Però mai vedere lo spettacolo che non c’è e sempre quello che effettivamente s’offre: semplicemente s’intuiscono nel testo elementi d’una critica alla comunità nazionale che l’autrice e regista sceglie di tenere in sottofondo. Bartolini resta legata al tema della famiglia, la struttura su cui comunque poggia la società italiana che si corrompe in familismo amorale, in claustrofobico egoismo clanico. La matriarca di questa banda di piccoli criminali s’atteggia a donna di classe, porta il filo di perle, confonde l’educazione con l’affettazione, l’eleganza con le smancerie, è uno specimen della signora pariolina o sanbabilina o di Posillipo. A volerle dare forza simbolica, si potrebbe dire che rappresenta la borghesia italiana postbellica, che si è affrancata dalla fame e dai pidocchi e ruba, evade le tasse, porta i soldi in Svizzera, tiene la cameriera a nero, raccomanda e si fa raccomandare, trucca i concorsi, prediligendo quelli universitari, e fa carte false pur di arricchirsi a spese delle altre tribù amorali. Una classe media mediocre che teme sopra ogni cosa la mano pubblica e comprensibilmente, essendo lo Stato italiano e le sue amministrazioni occupati prevalentemente dalla stessa classe media mediocre e immorale.

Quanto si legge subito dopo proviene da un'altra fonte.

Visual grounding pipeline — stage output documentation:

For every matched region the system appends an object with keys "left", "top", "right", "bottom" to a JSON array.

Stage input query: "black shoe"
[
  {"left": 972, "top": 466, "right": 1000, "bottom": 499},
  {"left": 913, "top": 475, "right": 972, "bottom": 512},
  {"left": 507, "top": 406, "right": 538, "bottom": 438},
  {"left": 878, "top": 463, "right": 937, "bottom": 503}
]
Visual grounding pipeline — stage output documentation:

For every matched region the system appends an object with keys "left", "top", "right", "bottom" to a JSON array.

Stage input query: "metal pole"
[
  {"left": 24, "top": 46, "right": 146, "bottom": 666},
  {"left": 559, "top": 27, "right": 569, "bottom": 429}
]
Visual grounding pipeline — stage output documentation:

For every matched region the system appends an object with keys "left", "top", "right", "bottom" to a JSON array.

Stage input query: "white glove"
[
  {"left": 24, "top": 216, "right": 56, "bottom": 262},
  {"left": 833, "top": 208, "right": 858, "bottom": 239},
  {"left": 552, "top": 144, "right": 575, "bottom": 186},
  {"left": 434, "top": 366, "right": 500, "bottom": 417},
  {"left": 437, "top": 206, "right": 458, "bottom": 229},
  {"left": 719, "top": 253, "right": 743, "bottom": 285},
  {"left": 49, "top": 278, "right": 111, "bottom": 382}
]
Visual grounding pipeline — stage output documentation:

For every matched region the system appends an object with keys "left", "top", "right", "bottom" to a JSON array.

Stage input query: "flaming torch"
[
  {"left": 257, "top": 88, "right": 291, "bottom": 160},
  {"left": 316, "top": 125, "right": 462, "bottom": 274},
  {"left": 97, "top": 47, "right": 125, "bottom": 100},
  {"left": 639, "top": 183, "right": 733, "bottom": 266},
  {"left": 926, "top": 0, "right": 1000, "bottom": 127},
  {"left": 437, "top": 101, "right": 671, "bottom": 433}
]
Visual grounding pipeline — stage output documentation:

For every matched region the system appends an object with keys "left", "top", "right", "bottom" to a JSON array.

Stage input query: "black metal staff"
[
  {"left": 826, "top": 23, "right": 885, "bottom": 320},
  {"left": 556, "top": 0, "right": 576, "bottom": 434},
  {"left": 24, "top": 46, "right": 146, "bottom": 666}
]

Il finale è un atto di dissoluzione e arriva dopo un colpo di scena che, come tutta la commedia, copre sotto il velo dello scherzo un’ipotesi critica. Ma la mano drammaturgica e registica di Giulia Bartolini ha una levità, una sorta di ritrosia, da rendere lo spettatore dubbioso sul significato da dare allo spettacolo. Ci si chiede se si tratti di coincidenze, oppure di malizia da parte della drammaturga, del gioco di nascondersi. Succede che gli argomenti del giorno stiano nella penna ed escano fuori spontaneamente quando magari si sta scrivendo una favola per bambini. Tuttavia l’autrice sostiene che la sua commedia è proprio una favola e la caratteristica essenziale della favola, secondo la Treccani, è di racchiudere una verità morale o un insegnamento di saggezza pratica.